Two small rivers, the Groot and Doran, merge a few miles from our camp and they are our destination today. The streams snake through the sparse desert landscape with just 15-foot-wide strips of green foliage along their banks. Streams are nearly crystal-clear and surprisingly cool, despite the intense desert sun beating down on us. Recent rains up in the mountains have dramatically cooled the water and this doesn’t bode well for us. Instead of the smallies fighting for our baits, we have to fight for every strike. Thoroughly working each high-percentage head-of-pool area, we slowly pick off nice fish up to 16 inches.
Then it happens. I can see almost the entire bottom and this head-of-pool appears fishless. But I know how hunkered-down fish can vanish. I’m working my weighted fly against the flow when a strike nearly makes me lose my rod. It doesn’t jump, rather races downstream as I worry I can’t stop it. My fishing mates think it’s a large species of piscavorous yellowfish, but I’m not sure. Now the fish is heading up river along the far bank and nearly in the overhanging brush. I apply maximum pressure to my 8-lb-test leader and barely keep the fish out of the brush, and now it finally jumps, so we see it– a huge smallie. The hardest-fighting smallmouth bass of my entire year finally comes to hand, and I excitedly lift a fat 20-plus-incher above this exotic landscape.
Canyon Country Day
Now it’s the big time. Other days were just warm-ups. Upstream, the Groot River cuts its way through a deep, rocky canyon. Few anglers are hardy or foolish enough to venture far into this remote boulder-strewn gash in the dessert. We slowly pick our way along the top of the canyon then inch our way down a dry wash to the canyon floor and a drinking-water-clear stream. Very rocky, the stream is an endless series of long pools and short rapids. Smallies aren’t huge in this environment, where in the dry years the stream quits flowing. Nevertheless, plenty of them manage to survive in this harsh land thousands of miles from their ancestral home. Bizarrely, some other American transplants have also found their way to this remote waterway. We also catch several fat spotted bass and quite a few chunky bluegills.

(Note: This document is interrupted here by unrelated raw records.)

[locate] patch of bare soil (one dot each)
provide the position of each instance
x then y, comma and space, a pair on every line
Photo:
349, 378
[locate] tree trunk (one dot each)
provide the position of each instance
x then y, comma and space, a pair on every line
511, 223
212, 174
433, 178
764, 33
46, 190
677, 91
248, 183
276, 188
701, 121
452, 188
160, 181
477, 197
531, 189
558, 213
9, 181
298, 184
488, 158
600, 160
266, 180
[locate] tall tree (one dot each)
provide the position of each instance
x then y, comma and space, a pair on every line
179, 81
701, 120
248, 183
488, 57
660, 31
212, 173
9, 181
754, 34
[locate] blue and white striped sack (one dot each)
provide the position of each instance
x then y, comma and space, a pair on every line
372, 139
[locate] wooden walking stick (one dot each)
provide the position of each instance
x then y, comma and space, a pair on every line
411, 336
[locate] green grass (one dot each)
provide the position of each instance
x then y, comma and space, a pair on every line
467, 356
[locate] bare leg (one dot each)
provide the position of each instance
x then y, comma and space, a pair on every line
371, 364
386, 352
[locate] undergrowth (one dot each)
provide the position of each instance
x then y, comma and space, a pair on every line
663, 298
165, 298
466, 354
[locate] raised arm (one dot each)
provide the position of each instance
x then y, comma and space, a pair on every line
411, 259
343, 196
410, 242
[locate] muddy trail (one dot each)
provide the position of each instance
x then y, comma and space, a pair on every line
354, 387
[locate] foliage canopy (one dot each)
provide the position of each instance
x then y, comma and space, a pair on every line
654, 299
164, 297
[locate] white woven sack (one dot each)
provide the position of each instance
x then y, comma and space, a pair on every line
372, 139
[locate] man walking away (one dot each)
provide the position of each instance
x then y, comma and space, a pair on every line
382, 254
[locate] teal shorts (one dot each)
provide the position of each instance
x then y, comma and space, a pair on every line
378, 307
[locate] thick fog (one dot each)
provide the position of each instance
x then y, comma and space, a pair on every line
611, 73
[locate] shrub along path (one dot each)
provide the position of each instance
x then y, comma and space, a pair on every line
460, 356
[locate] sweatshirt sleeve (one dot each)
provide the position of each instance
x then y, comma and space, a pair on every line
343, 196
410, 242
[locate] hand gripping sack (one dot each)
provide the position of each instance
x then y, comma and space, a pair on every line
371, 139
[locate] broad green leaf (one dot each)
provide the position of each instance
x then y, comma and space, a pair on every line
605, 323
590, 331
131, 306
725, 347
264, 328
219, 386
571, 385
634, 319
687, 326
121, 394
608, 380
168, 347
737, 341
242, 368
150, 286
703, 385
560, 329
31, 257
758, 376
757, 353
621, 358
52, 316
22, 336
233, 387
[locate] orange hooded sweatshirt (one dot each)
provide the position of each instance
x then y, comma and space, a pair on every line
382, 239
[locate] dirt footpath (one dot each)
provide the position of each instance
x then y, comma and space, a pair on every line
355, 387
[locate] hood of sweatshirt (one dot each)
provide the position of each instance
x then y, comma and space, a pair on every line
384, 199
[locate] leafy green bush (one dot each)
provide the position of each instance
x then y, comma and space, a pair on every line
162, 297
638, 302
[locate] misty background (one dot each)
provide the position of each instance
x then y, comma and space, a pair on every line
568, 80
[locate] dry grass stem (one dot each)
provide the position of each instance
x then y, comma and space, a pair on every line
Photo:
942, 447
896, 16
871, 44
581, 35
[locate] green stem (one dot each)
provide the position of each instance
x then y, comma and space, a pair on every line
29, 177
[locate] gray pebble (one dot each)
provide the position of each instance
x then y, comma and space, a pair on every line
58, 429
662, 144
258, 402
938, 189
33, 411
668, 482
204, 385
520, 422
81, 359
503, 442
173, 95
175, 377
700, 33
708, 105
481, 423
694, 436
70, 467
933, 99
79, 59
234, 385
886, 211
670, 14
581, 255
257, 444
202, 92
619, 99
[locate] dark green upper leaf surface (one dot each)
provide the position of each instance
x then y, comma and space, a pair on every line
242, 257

Before we have to climb out of the canyon ahead of the setting sun, Conrad, Herman and I land over 80 smallies and nearly two dozen bluegills and spotted bass. Most bronze boys were less than 15 inches, but a few were bigger and a couple we lost… well, you know how huge those that get away are. And yes, we did drink the water (delicious) saw the tracks of wild burros, lots of baboon “sign” (they like to poop on big boulders) and a strange woodchuck-like critter that jumps through rocks like a mountain goat.
Certainly, there are streams in South Africa with bigger smallmouth bass and ones with more of them, but canyon country fishing is truly amazing. It’s a near-wilderness, starkly beautiful, seldom fished and an experience I’ll remember forever.